9:15am – 10:15am – English class with my favorite teacher in the school – Mila, the bilingual coordinator. The students’ behavior is markedly different in her class. They are quiet, respectful, and attentive, even though I have to work a little to get their energy level up. Today, we discuss adjectives. I write various adjectives on the board and call on students to guess what they mean. Afterwards, I ask the students to write down 3 adjectives that describe themselves, and we go around sharing all the answers. There are some creative and some downright hilarious responses. This is one of the few classes where I truly get to engage with the students, and I think they enjoy the interaction as much as I do.
10:15 – 11:35am – No class until later, so I lounge in the sala de profes, chatting with some of the teachers, or prepping for tomorrow’s classes.

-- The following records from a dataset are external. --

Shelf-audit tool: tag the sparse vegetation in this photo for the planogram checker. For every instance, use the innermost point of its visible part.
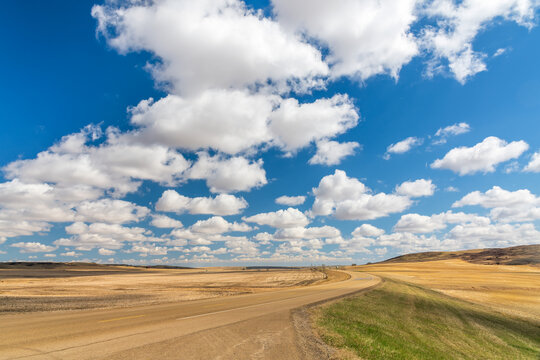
(399, 320)
(516, 255)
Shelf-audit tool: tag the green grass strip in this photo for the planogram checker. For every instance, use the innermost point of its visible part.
(403, 321)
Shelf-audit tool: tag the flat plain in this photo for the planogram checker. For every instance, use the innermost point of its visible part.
(512, 289)
(474, 304)
(46, 287)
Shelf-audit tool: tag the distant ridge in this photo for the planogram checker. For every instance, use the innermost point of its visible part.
(516, 255)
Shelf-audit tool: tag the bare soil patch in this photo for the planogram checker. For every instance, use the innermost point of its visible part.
(65, 288)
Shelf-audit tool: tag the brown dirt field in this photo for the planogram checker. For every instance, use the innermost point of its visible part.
(516, 255)
(511, 289)
(42, 289)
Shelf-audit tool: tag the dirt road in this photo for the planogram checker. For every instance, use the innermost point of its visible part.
(254, 326)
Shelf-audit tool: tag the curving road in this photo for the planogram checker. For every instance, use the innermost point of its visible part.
(254, 326)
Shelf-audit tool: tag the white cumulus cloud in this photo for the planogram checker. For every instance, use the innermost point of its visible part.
(484, 156)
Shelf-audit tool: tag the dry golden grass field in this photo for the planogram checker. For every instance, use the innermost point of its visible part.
(79, 286)
(513, 289)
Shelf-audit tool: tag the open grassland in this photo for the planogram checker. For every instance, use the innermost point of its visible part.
(514, 290)
(515, 255)
(63, 287)
(399, 320)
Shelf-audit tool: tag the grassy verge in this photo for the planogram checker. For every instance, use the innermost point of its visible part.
(403, 321)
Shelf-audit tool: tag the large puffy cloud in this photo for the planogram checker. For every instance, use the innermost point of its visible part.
(416, 223)
(230, 121)
(506, 206)
(223, 204)
(228, 174)
(367, 230)
(288, 218)
(402, 146)
(14, 228)
(32, 247)
(417, 188)
(332, 152)
(534, 164)
(290, 200)
(100, 235)
(110, 211)
(484, 156)
(452, 130)
(348, 199)
(163, 221)
(116, 164)
(295, 125)
(459, 23)
(234, 121)
(218, 225)
(209, 44)
(364, 38)
(309, 233)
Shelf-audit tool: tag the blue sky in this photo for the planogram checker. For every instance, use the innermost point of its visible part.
(337, 107)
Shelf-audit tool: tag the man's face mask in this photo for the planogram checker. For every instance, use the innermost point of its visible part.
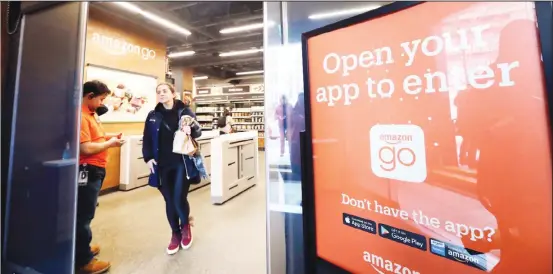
(101, 110)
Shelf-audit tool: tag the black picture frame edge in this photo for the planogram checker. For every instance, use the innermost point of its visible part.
(313, 263)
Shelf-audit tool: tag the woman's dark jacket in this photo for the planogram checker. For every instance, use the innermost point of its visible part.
(150, 140)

|The bilingual teachers have a meeting in club Profe. From L to R: Enrique (Quique), Luis, Paco Serrano, Meritxell, Mila.|
11:35am – 12:35pm – PE with the first years. A listening exercise for today. I read a text about juggling, which explains the history of the sport and some different methods, using simple English terms. After I finish the reading I ask the students prepared questions based on the text to assess their level of listening comprehension.
12:35 – 1:35pm – Done for the day! I make the 15-20 minute walk down the street, across a ravine, up a hill, across an overpass, and along the side of the highway to catch my bus. On the ride home, I study my Spanish dictionary, read, or make notes about today’s class.

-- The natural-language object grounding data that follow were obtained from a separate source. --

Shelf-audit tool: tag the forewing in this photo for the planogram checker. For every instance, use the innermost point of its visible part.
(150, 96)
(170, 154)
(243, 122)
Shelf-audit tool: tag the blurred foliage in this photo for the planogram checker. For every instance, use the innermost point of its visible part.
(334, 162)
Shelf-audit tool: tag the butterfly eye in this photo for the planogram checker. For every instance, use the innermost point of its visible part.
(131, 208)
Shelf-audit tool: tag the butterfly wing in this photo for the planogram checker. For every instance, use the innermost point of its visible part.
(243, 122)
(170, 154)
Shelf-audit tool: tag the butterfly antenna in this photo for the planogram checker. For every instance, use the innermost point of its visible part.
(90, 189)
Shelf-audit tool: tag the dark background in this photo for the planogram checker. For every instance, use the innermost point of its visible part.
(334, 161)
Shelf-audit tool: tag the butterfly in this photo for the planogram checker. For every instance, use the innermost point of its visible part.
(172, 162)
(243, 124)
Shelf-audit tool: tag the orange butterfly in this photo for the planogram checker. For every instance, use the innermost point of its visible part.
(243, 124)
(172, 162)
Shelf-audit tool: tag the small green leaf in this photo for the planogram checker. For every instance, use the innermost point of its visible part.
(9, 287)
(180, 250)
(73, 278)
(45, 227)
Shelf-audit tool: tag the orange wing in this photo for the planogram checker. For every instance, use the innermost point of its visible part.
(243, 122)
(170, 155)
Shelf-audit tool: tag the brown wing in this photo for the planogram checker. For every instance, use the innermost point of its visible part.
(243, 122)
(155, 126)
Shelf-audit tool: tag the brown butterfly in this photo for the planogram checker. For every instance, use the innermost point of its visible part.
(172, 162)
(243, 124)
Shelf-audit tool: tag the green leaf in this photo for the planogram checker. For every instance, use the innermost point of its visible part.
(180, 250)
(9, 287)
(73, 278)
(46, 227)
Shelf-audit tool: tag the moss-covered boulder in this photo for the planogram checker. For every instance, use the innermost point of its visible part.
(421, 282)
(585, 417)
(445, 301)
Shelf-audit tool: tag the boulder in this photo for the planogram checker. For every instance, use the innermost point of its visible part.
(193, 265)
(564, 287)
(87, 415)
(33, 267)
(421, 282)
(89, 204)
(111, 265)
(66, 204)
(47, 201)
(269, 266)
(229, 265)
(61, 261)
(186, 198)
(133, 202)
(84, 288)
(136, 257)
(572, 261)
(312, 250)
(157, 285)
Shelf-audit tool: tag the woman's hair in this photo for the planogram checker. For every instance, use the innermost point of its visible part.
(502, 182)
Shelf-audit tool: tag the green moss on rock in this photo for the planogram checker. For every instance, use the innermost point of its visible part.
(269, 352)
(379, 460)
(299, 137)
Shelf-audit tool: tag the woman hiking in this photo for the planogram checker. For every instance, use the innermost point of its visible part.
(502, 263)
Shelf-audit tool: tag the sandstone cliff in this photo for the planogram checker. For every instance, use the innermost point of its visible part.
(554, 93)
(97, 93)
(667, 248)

|after-school commute – crossing the ravine|
|after-school commute – on the overpass|
11:30am – It’s Friday! Well, at least for me. It’s my last day of classes for the week. I arrive at the school just in time for my first of 2 math classes.
11:35am – 1:45pm – Back-to-back math classes with the 1st and 2nd year students. I already hate math. So having to ‘teach’ it in English to non-English speakers is not exactly my favorite activity. The profe usually has me work with the students using a prepared handout of exercises. I explain the instructions in English and help the students use English to read the equations and explain their solutions. Most of the time, it goes well, but there are some differences in the way math is done/taught in Spain (commas instead of decimals, methods for division, etc.) that leave me scratching my head. The math profe usually reverts to speaking completely in Spanish (an absolute no-no in my other classes) before the end of the class, so am I often left smiling and pointing like a mute game show host while secretly counting the seconds until class is over. Did I mention that I hate math?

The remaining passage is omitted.